Table 2 Experimental error values

Data analysis shows that forecasts, made by using association rules, are by 6% more accurate than the forecasts, made by using pattern conventional methods. Greater accuracy is achieved because the forecasts, based on association rules, allow considering those events that affect prices in the predicted value, while the regression methods contribute to an indirect consideration.

A number of related works showed that semantic technologies are effective in big data processing. It was shown that eClass ontologies could be integrated if special dictionaries were used [28]. Some authors showed how a big data management system can be improved with a semantic web technology [29]. This technology, however, did not allow an efficient and scalable data system. A semantic approach was applied to create the architecture of the Aletheia system, which enabled the integration of structured and unstructured information [30]. A semantic model ensures data exchange and conversion through an Internet service hub. Using an integration-oriented approach and GoodRelations ontologies [31] makes it possible to convert data from the BMEcat format. This allows improving the quality of data and restoring some information. These methods are also in good agreement with the multistage mining approach applied in this study.

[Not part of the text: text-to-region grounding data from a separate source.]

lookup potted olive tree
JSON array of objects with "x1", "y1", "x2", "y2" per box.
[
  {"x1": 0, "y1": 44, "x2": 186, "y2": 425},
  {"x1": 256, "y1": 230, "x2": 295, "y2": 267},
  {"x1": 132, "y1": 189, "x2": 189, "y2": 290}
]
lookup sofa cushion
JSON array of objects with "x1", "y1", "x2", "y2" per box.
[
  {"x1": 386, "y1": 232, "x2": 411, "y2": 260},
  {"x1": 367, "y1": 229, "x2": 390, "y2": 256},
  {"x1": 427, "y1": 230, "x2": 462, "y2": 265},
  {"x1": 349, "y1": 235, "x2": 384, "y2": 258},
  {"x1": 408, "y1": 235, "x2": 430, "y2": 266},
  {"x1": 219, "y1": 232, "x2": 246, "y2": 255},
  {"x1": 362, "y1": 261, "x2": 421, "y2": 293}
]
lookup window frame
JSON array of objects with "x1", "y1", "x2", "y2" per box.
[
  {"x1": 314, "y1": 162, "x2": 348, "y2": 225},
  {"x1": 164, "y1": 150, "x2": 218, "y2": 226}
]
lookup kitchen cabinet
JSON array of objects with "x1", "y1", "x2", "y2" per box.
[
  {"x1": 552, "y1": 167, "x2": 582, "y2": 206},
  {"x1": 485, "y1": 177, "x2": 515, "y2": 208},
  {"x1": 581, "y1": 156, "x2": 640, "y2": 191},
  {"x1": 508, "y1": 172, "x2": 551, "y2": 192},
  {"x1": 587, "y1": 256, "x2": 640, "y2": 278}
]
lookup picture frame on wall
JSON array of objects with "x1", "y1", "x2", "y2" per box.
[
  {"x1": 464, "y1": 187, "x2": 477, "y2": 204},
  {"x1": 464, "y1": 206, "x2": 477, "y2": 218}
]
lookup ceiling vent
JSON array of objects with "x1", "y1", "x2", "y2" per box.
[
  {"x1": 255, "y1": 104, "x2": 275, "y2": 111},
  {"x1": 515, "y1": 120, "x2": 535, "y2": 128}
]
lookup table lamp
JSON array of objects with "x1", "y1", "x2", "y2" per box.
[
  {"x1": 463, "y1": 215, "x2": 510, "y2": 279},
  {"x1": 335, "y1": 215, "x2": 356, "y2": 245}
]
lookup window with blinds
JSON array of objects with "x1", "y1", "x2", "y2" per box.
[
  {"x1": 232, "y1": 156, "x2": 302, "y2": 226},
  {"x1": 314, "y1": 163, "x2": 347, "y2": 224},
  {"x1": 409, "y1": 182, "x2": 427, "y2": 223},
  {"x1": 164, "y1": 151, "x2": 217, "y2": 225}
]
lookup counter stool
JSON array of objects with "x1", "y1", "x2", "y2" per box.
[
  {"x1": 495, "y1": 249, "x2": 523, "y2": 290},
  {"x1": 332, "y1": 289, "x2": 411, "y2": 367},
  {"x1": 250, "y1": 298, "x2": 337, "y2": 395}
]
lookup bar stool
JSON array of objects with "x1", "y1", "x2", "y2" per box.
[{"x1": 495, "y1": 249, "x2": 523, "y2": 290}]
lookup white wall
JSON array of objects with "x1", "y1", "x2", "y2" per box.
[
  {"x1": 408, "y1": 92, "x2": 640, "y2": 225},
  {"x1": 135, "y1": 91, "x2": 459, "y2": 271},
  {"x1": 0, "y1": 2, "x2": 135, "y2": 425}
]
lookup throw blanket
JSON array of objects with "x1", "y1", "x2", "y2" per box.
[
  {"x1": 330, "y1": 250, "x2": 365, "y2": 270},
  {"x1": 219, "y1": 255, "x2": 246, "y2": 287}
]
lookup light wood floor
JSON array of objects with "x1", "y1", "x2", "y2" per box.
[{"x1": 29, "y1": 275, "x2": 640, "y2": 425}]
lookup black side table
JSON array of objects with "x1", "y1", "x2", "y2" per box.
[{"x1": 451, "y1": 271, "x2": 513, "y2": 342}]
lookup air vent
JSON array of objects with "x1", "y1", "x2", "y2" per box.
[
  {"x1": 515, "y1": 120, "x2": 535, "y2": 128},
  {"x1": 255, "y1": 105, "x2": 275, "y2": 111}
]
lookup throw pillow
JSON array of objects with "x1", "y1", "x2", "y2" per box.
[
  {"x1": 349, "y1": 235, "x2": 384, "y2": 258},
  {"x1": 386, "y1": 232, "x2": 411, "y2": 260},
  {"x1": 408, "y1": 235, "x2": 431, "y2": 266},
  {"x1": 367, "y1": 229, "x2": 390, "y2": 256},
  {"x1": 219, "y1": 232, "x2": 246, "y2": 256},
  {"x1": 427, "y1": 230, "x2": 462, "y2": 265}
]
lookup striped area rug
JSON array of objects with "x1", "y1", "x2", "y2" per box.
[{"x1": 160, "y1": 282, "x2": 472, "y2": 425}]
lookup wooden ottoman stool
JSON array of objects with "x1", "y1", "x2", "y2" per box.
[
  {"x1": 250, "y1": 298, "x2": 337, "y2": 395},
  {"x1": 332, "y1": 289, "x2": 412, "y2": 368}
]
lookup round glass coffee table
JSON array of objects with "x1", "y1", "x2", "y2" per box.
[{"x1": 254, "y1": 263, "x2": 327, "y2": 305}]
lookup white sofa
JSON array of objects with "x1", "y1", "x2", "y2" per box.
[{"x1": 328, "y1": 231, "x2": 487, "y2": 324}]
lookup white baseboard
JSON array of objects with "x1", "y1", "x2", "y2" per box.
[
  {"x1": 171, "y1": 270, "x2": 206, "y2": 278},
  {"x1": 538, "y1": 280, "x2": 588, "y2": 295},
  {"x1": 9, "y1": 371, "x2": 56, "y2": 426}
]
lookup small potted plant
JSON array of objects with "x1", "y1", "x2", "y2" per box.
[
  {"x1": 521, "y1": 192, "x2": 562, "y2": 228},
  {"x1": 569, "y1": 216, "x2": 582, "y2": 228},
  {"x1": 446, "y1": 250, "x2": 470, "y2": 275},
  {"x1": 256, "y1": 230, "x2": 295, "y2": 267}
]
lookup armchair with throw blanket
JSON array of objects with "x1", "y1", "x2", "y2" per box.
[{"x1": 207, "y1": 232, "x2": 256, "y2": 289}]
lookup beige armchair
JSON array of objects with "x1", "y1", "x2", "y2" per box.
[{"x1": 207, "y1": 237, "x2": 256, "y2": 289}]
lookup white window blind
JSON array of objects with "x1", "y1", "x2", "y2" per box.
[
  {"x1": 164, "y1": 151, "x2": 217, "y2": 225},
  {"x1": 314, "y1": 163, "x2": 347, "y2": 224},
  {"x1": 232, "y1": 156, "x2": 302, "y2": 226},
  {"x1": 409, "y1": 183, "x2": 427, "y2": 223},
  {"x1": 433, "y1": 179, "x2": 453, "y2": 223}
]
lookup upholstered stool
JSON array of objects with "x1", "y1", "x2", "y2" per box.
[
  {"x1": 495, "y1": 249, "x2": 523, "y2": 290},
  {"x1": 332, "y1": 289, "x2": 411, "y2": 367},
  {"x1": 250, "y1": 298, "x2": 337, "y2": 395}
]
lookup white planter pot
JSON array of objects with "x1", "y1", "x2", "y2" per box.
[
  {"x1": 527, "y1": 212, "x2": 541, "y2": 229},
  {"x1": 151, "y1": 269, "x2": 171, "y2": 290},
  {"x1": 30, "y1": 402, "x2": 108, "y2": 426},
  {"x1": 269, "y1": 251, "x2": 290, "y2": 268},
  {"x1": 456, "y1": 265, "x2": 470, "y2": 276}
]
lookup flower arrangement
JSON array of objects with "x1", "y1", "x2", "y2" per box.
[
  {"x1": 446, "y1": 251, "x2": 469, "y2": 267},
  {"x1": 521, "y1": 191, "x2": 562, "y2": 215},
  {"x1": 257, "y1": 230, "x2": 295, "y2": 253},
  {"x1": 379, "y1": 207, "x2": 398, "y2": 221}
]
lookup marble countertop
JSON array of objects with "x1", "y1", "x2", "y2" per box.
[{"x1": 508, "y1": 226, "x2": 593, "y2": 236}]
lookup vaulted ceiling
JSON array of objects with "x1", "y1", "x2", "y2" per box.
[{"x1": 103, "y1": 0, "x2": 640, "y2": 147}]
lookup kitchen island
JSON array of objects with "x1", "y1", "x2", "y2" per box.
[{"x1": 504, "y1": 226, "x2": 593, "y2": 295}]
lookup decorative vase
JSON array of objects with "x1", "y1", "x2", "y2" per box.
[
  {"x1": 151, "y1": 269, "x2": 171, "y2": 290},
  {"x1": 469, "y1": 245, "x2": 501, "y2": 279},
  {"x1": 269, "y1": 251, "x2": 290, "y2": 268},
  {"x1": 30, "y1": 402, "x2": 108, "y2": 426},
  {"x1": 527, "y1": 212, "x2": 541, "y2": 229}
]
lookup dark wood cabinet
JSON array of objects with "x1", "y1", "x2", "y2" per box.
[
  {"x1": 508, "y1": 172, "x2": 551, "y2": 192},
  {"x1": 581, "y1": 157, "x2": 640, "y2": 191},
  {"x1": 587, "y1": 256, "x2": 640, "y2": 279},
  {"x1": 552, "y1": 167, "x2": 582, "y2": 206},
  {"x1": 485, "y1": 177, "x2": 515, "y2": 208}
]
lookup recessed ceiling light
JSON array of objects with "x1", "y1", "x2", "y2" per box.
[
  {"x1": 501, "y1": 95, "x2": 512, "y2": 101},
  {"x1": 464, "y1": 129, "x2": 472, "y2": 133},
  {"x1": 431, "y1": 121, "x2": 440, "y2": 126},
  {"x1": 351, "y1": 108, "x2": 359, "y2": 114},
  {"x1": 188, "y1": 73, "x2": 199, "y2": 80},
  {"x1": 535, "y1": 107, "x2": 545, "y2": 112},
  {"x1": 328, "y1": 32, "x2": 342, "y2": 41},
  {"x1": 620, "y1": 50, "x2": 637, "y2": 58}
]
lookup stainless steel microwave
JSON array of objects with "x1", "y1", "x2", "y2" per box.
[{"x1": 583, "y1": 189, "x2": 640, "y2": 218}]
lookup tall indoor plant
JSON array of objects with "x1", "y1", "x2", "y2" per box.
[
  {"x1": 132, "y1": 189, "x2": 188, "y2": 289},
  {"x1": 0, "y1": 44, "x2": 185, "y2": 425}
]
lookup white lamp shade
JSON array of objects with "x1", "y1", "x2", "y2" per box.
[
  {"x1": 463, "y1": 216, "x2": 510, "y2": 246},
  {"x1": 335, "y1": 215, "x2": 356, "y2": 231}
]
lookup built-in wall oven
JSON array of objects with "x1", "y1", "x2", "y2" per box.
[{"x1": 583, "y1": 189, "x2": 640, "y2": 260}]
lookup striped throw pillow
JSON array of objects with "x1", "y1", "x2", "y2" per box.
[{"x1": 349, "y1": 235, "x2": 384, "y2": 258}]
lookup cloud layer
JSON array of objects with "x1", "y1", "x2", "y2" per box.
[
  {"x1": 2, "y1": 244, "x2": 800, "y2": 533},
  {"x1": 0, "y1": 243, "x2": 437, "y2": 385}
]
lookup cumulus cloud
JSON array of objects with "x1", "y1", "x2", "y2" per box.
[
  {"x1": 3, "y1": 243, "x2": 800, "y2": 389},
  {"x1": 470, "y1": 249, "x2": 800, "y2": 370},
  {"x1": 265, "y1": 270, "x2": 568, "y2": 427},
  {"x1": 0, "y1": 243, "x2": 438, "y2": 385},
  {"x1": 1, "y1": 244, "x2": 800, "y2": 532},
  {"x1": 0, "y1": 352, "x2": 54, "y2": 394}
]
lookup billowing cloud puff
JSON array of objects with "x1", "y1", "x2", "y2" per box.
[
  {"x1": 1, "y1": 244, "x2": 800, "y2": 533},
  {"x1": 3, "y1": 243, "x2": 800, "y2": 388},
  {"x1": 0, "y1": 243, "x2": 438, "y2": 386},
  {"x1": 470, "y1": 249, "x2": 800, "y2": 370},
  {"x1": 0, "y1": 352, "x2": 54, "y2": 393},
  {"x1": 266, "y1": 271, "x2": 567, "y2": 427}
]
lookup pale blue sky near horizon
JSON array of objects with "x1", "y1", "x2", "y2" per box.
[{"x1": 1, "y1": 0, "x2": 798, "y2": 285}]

The systematic analysis was applied to various tools necessary for integrating data from different sources [32, 33]. It was found that the most effective solution is to use similarity tools, which can be aimed at matching terms, graphs, etc. These technologies allow an automatic control over big data processing and integration. The relationship between big data trends and environmental issues was addressed in another review paper [35], which threw light onto an innovative approach to big data management in the field of energy-efficient green technologies. The approach in point may provide promising results. Unlike the association rule-based method used in this study, the above approach may be less effective if applied to complex systems.

6 Conclusions

Research results indicate that the future of data science and Big Data Analytics is in the latest achievements made in applied mathematics and applied in data processing modelling, regardless of data volume. In other words, semantic methods and mathematical statistics and vectorization, if applied together under a fact-oriented approach to data, produce information of practical value. The introduced approach is successful because of well-developed methods of mathematical statistics. The representation changing technique is useful for rapid data processing. However, they can be applied to nonhomogeneous and unstructured data under a semantic approach, applied to generate information that is suitable for handling the nonhomogeneous data. The fact-oriented approach and methods of hybrid data processing are at the starting point of their history. The main data mining models, considered in this article, show that this problem can be solved in several stages, most important whereof include data identification and search for regularities (rules). The text data, such as online news, can be identified by means of semantic models that contribute to the text proximity assessment not only by the coincidence of certain words, but also by their semantics. Therefore, duplicates are avoided and data are clear for further processing. In this research, the second stage of data processing implies building association rules that would allow identifying the chain of events that significantly affect the analyzed event. Based on the market prices analysis and forecast, this research shows that the original approach allows improving the forecast accuracy by 6%. we hope that our approach will be useful in this field.